** CORRECTS DATE TO JAN. 8, 1989, NOT JAN. 9, 1989 ** FILE ** Cincinnati Bengals coach Sam Wyche stabs the air as he is carried from the field on the shoulders of his players after their 21-10 victory over the Buffalo Bills for the AFC Championship game in Cincinnati , Ohio, in this Jan. 8, 1989 photo. A healthier, happy Sam Wyche is still in the game _ even if his to-do list at Pickens High includes things he never would have thought about in the NFL. Sweep out the locker rooms? You bet. Simplify his vast playbook for the high school game? Easily done. Watch his starting quarterback take a few days away from camp to play baseball? Not a problem. (AP Photo/Rob Burns)

Former Bengals coach Sam Wyche awaiting heart transplant

Sam Wyche, who led the Cincinnati Bengals to the Super Bowl in 1988 and coached the team to its last playoff win in 1990, is in a Charlotte, N.C., hospital  awaiting a heart transplant.

Wyche, who played quarterback for the Bengals during the 60s and 70s, was on the short list for a transplant if a heart becomes available, according to WYFF in Charlotte. The former Bengals coach told the station if a heart wasn't found in the next few days, he would be fitted with an artificial heart pump.

Wyche played college football at Furman, where he was a standout quarterback. He signed with the Bengals in 1968, the first year of the franchise, after he played two years in the Continental Football League. He played three games as a rookie for the Bengals, and later for the Washington Redskins. He was on the bench for the team during its appearance in Super Bowl VII.

Wyche was an assistant coach for the University of South Carolina while he earned his MBA. He was hired by Bill Walsh in 1979 to join the San Francisco 49ers, where he was an assistant coach and passing game coordinator when the team beat the Bengals in Super Bowl XVI. After one season coaching Indiana, Wyche was hired by the Bengals to replace Forrest Gregg in 1984.

The Bengals finished second in their division three consecutive seasons under Wyche before going 4-11 in the strike-shorened 1987 season. The Bengals won the AFC title in 1988, beating  the Buffalo Bills at Riverfront Stadium in Cincinnati, then lost Super Bowl XXIII to San Francisco in one of the most memorable Super Bowls in NFL history. Wyche was coach when the team won its last playoff game in 1990, beating the Houston Oilers 40-20.

Wyche was controversial for  his innovations on offense. Wyche started using the no-huddle during regular game situations, which the NFL banned during the 1988 AFC Championship game.  He also used various trick plays and several types of huddles and quick counts to gain advanages on offense. An emotional coach, Wyche collided with other coaches, most notably Houston Oilers coach Jerry Glanville, who he had a feud with for years.

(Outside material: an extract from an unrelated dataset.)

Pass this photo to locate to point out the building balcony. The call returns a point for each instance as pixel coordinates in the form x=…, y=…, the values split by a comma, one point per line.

He drew the ire of Cleveland fans during a game agains the Seattle Seahawks in 1989. Fans angry with a late game call by the refs began throwing snowballs onto the field. Wyche took the Riverfront Stadium microphone and delivered the infamous line,"Wlll the next person who sees anybody throwing anthing onto this field, point them out, get them out of here. You don't live in Cleveland, you live in Cincinnati."

After winning the division in 1990, the team finished last and won only three games in 1991. Original owner and hall of fame coach Paul Brown had died in 1990, leaving conrol of the franchise to his son Mike. Wyche and Mike Brown got into an argument during a meeting after the season in which Brown said Wyche had quit, while Wyche claimed he was fired. Many speculated Brown said Wyche quit so they wouldn't have to pay him the remainder  of his contract.

Wyche coached the Tampa Bay Buccaneers for four years during the mid 1990s. He spent time as a color commentator and studio analyst and was quarterback coach with the Buffalo Bills in 2004-05. He volunteered as an offensive coordinator for a local high school team, was a substitute teacher  and also ran for Ccounty Council in South Carolina in 2008.